When you can use a large amount of money that your savings won’t cover, many turn to personal loans to help finance their needs.
When taking out a personal loan one of the considerations is the loan term, or the amount of time that you would agree to making scheduled payments to pay off a loan. These fixed monthly installments or payments are affected by the term you select. Here’s what you should know about determining what term is right for you.
When you take a personal loan with longer terms, your monthly payments will be lower overall and might be a better fit for your budget. If at all possible, you want to avoid living paycheque to paycheque with a budget that’s tight. Not only does this make things stressful, but any mishaps, repairs or need for emergency funds can affect your budget and even your credit if you miss payments.

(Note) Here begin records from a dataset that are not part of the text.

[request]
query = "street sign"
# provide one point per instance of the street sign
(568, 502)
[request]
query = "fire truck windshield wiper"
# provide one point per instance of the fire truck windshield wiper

An ideal arrangement would allow you to put money towards your savings or continue building your emergency fund to be on the safe side.Even if you take a longer term on a personal loan, you should look for an option that would allow you to pay it off early if you choose to, without a prepayment penalty.
Choosing a shorter term for a personal loan typically means you will have less interest, but cost more each month, and it’s important that the payments fit within your budget. The shorter the term, the more you’ll save on interest. While practically everyone would prefer to pay the least amount possible when they get an installment loan or personal loan it still needs to fit with their other expenses and budget.
A shorter term results in less interest on the principal amount borrowed, but with the monthly payments being higher many often choose a longer term so that it is more manageable as a monthly expense. Making the right choice for your own situation is often about finding a suitable balance with what you will be able to afford.
If you were to take a $10,000 unsecured personal loan with a 12% interest rate your payments would work out to approximately $471 each month over a 24 month term. If you chose the same amount loan and interest for a 36 month term, your payments would be about $332 per month. That’s a difference of $139 each month. This is not what you would save, but the difference in cost for choosing a shorter term.
To break things down further using the same principal amount and interest rate, a loan over 24 months would have a total interest of $1,298. And a personal loan over 36 months would have a total interest of $1,957. So the difference in interest would be $659 that you save.
Let’s look at the same principal amount ($10,000) and interest rate (12%) over a 5 year term, or 60 months. Your monthly payment would be $222, and over 60 months you would pay $3,346 in interest.
This is the cost of borrowing, and the longer the term the more you pay in interest. But once again, when you are borrowing, one of the main things to consider is how the payments will fit in with your plans and budget. One of the bigger mistakes some make when borrowing is they choose a shorter term so they pay less interest overall, but when it doesn’t fit with your monthly budget you could be one payment away from disaster.
While the amount and term of a personal loan are something you choose, you also have to qualify to get approved, and your credit score is a big part of the process. Other considerations can include whether you’re employed, how much you take home each month, your debt to income ratio and other factors. If you’re not familiar with most of these considerations that lenders will use to determine your creditworthiness it is advised you read up and educate yourself through the articles here at Goodcheddar to learn more.
With almost 50% of Canadians living paycheque to paycheque and about a third have less than a month of savings for emergencies, it can take just one unexpected expense to affect your ability to make your loan payments. The last thing you want to deal with is damage to your credit score as it has a lot to do with the rate you can qualify for when applying for a personal loan in the future.
Now that you understand the basics about personal loan terms, some mistakes to avoid, and how the difference between a short and a long term will affect the amount of interest paid and your monthly payments, it should be easier for you to make a decision that is going to fit your own personal finance situation. Choosing a personal loan term isn’t difficult and really depends on what is going to fit with your own budget in terms of being affordable for monthly payments.
Whether you choose a bank, credit union or online lenders will often be determined by your own research when comparing personal loans to find the one right for you.